Kidney stone detection with yolo26 #24093

CihangirEmre · 2026-04-01T20:17:04Z

CihangirEmre
Apr 1, 2026

Hello, I'm trying to train a model for my graduation project, with this model I am trying to detect kidney stones in CT images. I used yolo26(I did some benchmarks and results are better rather than rt-detr). I'm currently using a dataset that contains 2564 train images.
Test results:

mAP50 : 0.85
mAP50_95 : 0.55
precision : 0.86
recall : 0.79

I wanted to get better results so I did some research:
How recall metric can be increased?
How mAP50 can be increased?
How model can detect smaller objects?
(For my purposes recall is the most important metric)

what I found was bunch of different custom yolo models (different backbone, P2 aux head or attention block etc.) and their recall or mAP50 increased even if it's not so big so I tried to implement these changes. Results decrased pretty dramatically. I couldnt figure it out why so how I can achieve what I aim? Am I looking the wrong way ? What could be the reason for getting low results ?

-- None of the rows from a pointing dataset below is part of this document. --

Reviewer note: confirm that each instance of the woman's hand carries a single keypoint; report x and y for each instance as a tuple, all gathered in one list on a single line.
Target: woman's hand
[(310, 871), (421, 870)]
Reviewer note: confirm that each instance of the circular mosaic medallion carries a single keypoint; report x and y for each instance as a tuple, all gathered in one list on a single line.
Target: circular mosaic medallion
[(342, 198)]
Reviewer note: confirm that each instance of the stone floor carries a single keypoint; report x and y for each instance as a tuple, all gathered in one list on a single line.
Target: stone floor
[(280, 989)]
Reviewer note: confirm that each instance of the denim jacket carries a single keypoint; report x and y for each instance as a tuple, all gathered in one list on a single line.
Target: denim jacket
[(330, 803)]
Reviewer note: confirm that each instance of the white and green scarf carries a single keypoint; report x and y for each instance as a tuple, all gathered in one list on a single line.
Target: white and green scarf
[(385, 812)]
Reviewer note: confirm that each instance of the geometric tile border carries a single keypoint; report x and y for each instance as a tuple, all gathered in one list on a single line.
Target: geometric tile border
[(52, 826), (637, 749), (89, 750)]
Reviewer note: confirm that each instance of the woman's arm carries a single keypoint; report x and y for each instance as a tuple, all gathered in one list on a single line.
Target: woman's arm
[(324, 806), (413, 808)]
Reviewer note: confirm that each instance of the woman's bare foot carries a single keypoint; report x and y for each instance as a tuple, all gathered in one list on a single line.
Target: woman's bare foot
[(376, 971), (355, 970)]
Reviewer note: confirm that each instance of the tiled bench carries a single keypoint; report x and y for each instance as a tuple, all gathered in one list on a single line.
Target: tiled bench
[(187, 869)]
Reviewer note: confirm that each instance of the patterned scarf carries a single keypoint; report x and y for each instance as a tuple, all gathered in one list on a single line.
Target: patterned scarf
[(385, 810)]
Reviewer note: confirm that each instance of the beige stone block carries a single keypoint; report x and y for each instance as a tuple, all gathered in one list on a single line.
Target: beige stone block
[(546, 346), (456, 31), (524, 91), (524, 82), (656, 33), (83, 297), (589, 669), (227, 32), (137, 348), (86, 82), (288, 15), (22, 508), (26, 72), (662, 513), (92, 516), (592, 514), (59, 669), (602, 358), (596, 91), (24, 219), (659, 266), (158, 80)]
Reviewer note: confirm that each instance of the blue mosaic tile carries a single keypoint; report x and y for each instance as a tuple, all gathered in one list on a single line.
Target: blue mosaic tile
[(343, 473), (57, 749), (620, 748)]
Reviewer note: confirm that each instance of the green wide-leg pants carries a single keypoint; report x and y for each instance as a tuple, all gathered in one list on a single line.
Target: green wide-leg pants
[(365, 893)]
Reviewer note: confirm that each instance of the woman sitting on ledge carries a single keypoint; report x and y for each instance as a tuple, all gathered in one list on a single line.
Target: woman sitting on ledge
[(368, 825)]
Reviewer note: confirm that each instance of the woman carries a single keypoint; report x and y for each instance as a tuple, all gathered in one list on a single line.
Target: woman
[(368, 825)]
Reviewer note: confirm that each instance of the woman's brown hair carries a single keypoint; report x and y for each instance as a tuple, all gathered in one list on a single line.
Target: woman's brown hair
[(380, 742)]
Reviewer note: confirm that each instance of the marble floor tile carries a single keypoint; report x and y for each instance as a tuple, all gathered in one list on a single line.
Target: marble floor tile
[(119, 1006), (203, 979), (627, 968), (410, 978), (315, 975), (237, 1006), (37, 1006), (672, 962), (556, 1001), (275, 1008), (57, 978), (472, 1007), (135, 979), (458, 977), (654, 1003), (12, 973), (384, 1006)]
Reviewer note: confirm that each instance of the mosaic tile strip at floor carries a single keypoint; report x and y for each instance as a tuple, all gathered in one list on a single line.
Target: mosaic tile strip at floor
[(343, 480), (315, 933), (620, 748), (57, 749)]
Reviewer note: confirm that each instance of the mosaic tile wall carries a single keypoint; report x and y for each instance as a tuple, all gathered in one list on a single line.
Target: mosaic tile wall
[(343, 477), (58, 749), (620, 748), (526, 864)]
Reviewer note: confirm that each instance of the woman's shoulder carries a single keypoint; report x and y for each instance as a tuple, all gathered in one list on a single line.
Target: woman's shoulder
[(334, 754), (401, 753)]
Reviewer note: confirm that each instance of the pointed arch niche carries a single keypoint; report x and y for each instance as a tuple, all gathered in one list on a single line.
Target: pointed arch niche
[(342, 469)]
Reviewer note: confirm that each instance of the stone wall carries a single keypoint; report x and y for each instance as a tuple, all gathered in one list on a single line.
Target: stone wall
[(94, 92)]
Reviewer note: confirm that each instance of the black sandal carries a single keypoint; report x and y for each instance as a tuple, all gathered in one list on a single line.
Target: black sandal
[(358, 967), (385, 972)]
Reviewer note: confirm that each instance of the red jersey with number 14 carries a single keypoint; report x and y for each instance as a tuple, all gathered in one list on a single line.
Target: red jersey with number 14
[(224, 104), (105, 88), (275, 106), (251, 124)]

P.S. I'm fine-tuning the model

Answered by glenn-jocher

Apr 2, 2026

Suggested reply:

Thanks for sharing the batches — the mAP50 to mAP50-95 gap suggests the main issue is likely localization on very small targets, so I’d pause backbone/head changes and instead check annotation tightness, review the class-wise model.val() outputs plus the confusion matrix and PR/F1 curves, and for fine-tuning try warmup_epochs=0 and training-time image tiling before making architecture edits; the model evaluation guide and performance metrics guide are the best references here. (docs.ultralytics.com)

View full answer

UltralyticsAssistant · 2026-04-01T20:17:34Z

UltralyticsAssistant
Apr 1, 2026
Maintainer

👋 Hello @CihangirEmre, thank you for your interest in Ultralytics 🚀 and for sharing details about your kidney stone detection project with YOLO26. This is an automated response to help get the discussion moving quickly, and an Ultralytics engineer will also assist you soon.

We recommend a visit to the Docs for new users where you can find many Python and CLI usage examples and where many of the most common questions may already be answered.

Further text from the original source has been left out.